Lo dijo sin vacilar.

—¿En serio? No entiendo mucho cómo funciona el mar, pero a juzgar por los troncos y las latas de coca-cola, diría que los objetos flotantes terminan algún día en una playa.

—No quisiera ser demasiado crudo, pero si te mueres allí no tardas mucho en formar parte de la cadena trófica alimentaria.

—Ah.

—La única cosa rara de la muerte de Harold Holt —añadió con una repentina expresión reflexiva— es que fuera primer ministro en el momento que sucedió. De no haber sido por eso, el suceso se habría olvidado por completo. La verdad es que aun así ya está bastante olvidado.

—O sea que no viene mucha gente por aquí en peregrinaje.

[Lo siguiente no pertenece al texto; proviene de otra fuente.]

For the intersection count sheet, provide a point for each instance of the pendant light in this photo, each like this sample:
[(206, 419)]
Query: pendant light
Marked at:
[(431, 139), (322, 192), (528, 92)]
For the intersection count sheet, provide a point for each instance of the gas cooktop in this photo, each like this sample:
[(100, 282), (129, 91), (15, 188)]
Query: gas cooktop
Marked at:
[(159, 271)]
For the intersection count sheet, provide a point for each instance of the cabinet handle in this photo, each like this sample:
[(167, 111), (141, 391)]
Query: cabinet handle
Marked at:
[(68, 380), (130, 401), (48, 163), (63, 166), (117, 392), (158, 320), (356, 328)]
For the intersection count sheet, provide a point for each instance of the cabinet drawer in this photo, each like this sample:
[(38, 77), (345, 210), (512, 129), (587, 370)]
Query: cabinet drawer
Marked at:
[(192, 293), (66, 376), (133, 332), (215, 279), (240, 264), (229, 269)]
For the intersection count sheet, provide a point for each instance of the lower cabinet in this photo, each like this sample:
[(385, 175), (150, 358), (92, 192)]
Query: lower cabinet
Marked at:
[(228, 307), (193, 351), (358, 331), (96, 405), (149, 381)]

—No, en absoluto. La mayoría no se acuerda. Mucha gente de menos de treinta años ni siquiera ha oído hablar de ello.

Me dejó para vender entradas a unos recién llegados y yo me fui a contemplar la exposición de hierbas marinas y vida en las charcas. Pero cuando ya me marchaba, me llamó como si se le hubiera ocurrido algo.

—Le hicieron un homenaje en Melbourne —dijo—. ¿Sabe cuál?

Le indiqué que no tenía ni idea.

Sonrió ligeramente.

—Le pusieron su nombre a una piscina municipal.

—¿De verdad?

Su sonrisa se amplió, pero el asentimiento era sincero.

—Es un país increíble —dije.

—Sí —asintió encantado—. Tiene razón.